On Tuesday, the U.S. Commerce Department implemented stricter regulations in order to prevent China from obtaining sophisticated computer chips that could potentially aid in the development of hypersonic missiles and artificial intelligence.

Gina Raimondo, the Secretary of Commerce, stated that the updated regulations aim to safeguard technologies that have obvious connections to national security or human rights concerns.

The implementation of the new regulations may escalate conflicts between the United States, the largest global economy, and China, the second largest. In recent discussions between top U.S. authorities and Beijing, China had requested for “tangible measures” from Washington to enhance the relationship between the two nations. However, U.S. officials had cautioned that new export policies were being developed.

Raimondo told reporters, “The vast majority of [the sale of] semiconductors [to China] will remain unrestricted. But when we identify national security or human rights threats, we will act decisively and in concert with our allies.”
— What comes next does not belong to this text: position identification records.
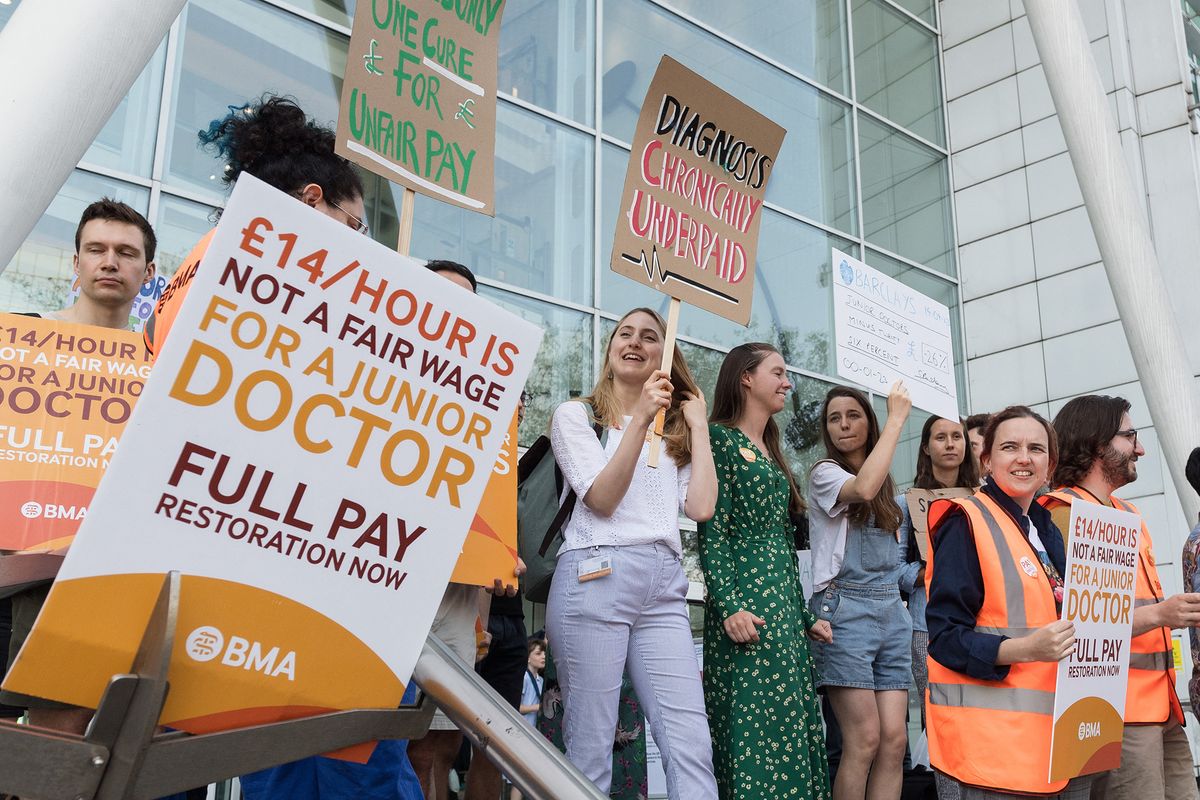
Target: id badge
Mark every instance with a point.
(595, 567)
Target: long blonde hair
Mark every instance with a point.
(607, 410)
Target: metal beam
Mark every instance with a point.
(525, 756)
(66, 65)
(1122, 234)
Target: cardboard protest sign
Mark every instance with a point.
(66, 392)
(886, 331)
(1098, 597)
(419, 97)
(490, 551)
(694, 190)
(309, 453)
(918, 501)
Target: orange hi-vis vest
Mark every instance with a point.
(1151, 698)
(172, 300)
(995, 734)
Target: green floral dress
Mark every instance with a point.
(763, 711)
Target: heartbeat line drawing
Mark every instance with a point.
(654, 271)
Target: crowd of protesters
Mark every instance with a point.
(978, 636)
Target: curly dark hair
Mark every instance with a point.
(271, 139)
(1085, 427)
(978, 421)
(1193, 469)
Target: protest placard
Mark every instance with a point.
(309, 453)
(66, 392)
(886, 331)
(490, 551)
(419, 97)
(918, 511)
(1098, 599)
(693, 200)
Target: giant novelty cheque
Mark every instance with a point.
(309, 453)
(886, 331)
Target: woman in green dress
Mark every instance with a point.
(768, 740)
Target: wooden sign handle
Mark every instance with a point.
(667, 356)
(406, 221)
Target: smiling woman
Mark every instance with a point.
(618, 593)
(995, 595)
(853, 523)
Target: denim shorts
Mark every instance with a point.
(871, 643)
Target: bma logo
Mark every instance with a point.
(33, 510)
(205, 643)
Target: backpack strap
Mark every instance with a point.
(564, 511)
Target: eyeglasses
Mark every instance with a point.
(1131, 434)
(361, 227)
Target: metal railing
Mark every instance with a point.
(124, 756)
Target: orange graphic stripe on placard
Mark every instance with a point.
(41, 513)
(479, 525)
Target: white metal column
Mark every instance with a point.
(66, 65)
(1122, 234)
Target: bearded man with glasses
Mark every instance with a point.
(1098, 452)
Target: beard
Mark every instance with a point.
(1119, 468)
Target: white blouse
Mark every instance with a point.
(649, 511)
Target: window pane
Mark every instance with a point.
(231, 52)
(809, 37)
(792, 300)
(547, 55)
(181, 223)
(906, 196)
(126, 142)
(541, 235)
(40, 274)
(895, 68)
(6, 12)
(563, 368)
(945, 293)
(793, 304)
(815, 173)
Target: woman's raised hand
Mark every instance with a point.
(655, 395)
(899, 403)
(695, 410)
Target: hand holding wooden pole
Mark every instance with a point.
(667, 358)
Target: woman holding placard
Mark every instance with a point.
(853, 522)
(618, 595)
(943, 462)
(995, 638)
(768, 740)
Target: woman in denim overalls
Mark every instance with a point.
(853, 522)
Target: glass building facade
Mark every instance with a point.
(864, 166)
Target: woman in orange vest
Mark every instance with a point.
(995, 638)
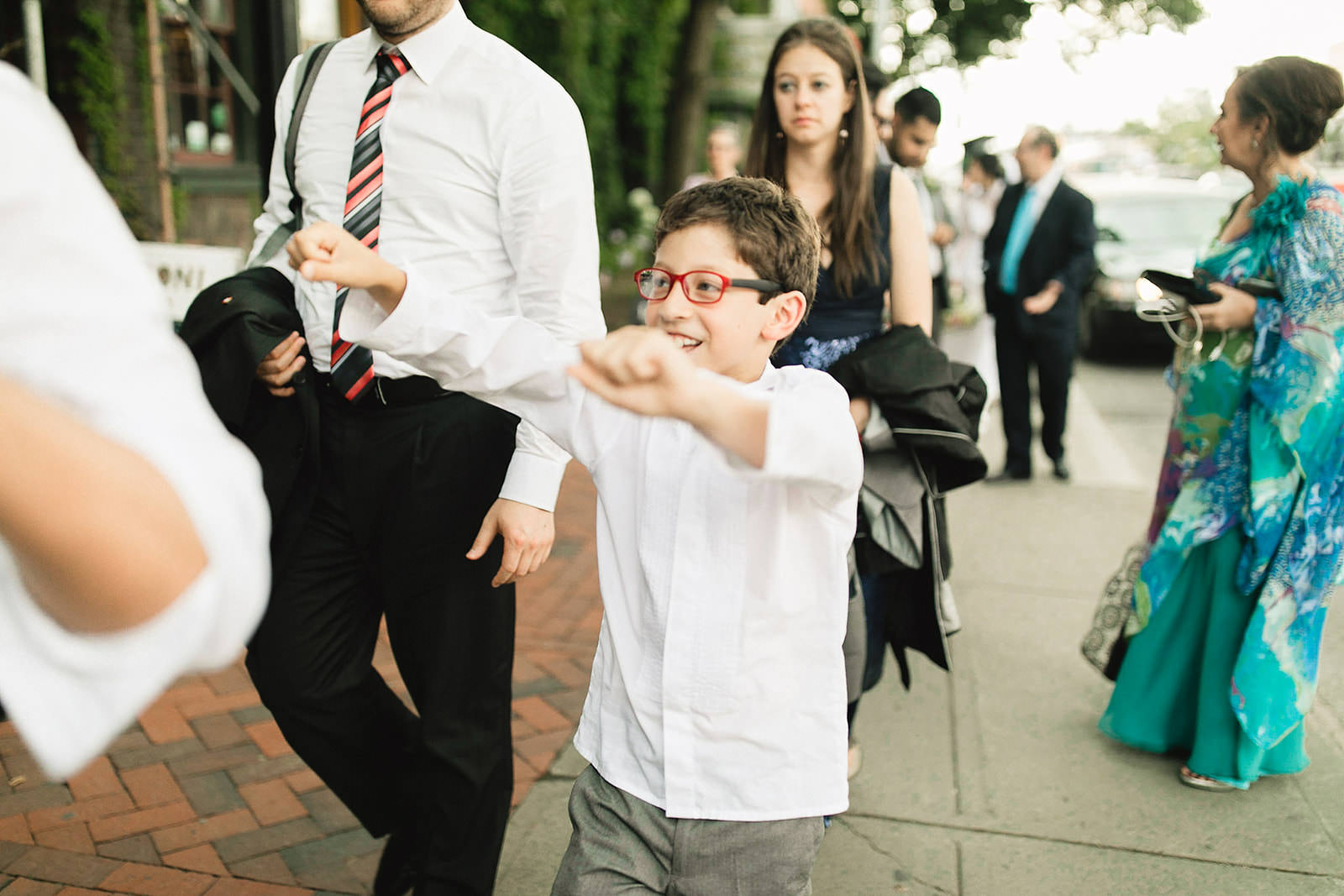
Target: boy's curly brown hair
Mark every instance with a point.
(770, 230)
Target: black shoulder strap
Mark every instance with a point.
(312, 62)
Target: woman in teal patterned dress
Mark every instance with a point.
(1249, 521)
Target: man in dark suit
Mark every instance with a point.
(1038, 259)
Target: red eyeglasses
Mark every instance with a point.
(701, 286)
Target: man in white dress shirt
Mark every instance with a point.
(447, 149)
(914, 130)
(716, 720)
(134, 532)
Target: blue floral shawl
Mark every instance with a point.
(1257, 441)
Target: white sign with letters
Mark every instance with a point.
(185, 270)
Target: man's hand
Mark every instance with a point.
(1045, 300)
(280, 365)
(327, 253)
(1236, 309)
(642, 369)
(528, 535)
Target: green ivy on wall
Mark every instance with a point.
(98, 89)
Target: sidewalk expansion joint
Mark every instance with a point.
(1068, 841)
(898, 860)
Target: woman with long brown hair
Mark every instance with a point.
(812, 134)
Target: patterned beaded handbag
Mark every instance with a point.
(1104, 647)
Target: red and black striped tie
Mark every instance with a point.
(353, 365)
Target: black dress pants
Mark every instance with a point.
(403, 492)
(1021, 342)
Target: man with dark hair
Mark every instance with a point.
(1038, 257)
(914, 130)
(445, 149)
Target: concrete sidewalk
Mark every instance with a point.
(995, 779)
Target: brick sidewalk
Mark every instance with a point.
(205, 799)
The Commerce Department announced that the latest limitations were implemented following discussions with American chip producers and the completion of technological examinations.

The updated regulations permit the tracking of chip sales that may have potential military purposes, even if they do not meet the criteria for trade restrictions. The United States also stated that chip exports can be limited to companies based in Macao, a Chinese territory, or other countries that are subject to a U.S. arms embargo, in order to prevent them from bypassing the controls and supplying chips to China.

The revised limitations, an enlargement of export regulations declared in the previous year, also create obstacles for China’s production of sophisticated chips overseas. Additionally, the range of manufacturing machinery subject to export controls has been broadened, along with other amendments to the policy.

Last year, China expressed disapproval over export restrictions, arguing that the production and development of sophisticated semiconductors are crucial for its economic progress. Raimondo clarified that these limitations on chips are not intended to hinder China’s economy.

Government officials from China will be attending the Asia-Pacific Economic Cooperation summit in San Francisco in November.

The possibility of a meeting between U.S. President Joe Biden and Chinese President Xi Jinping during the summit has been mentioned, but it has not been officially confirmed. The two leaders last met after the Group of 20 summit in Bali, Indonesia, shortly after the export controls were announced.

The Associated Press contributed to the content of this report.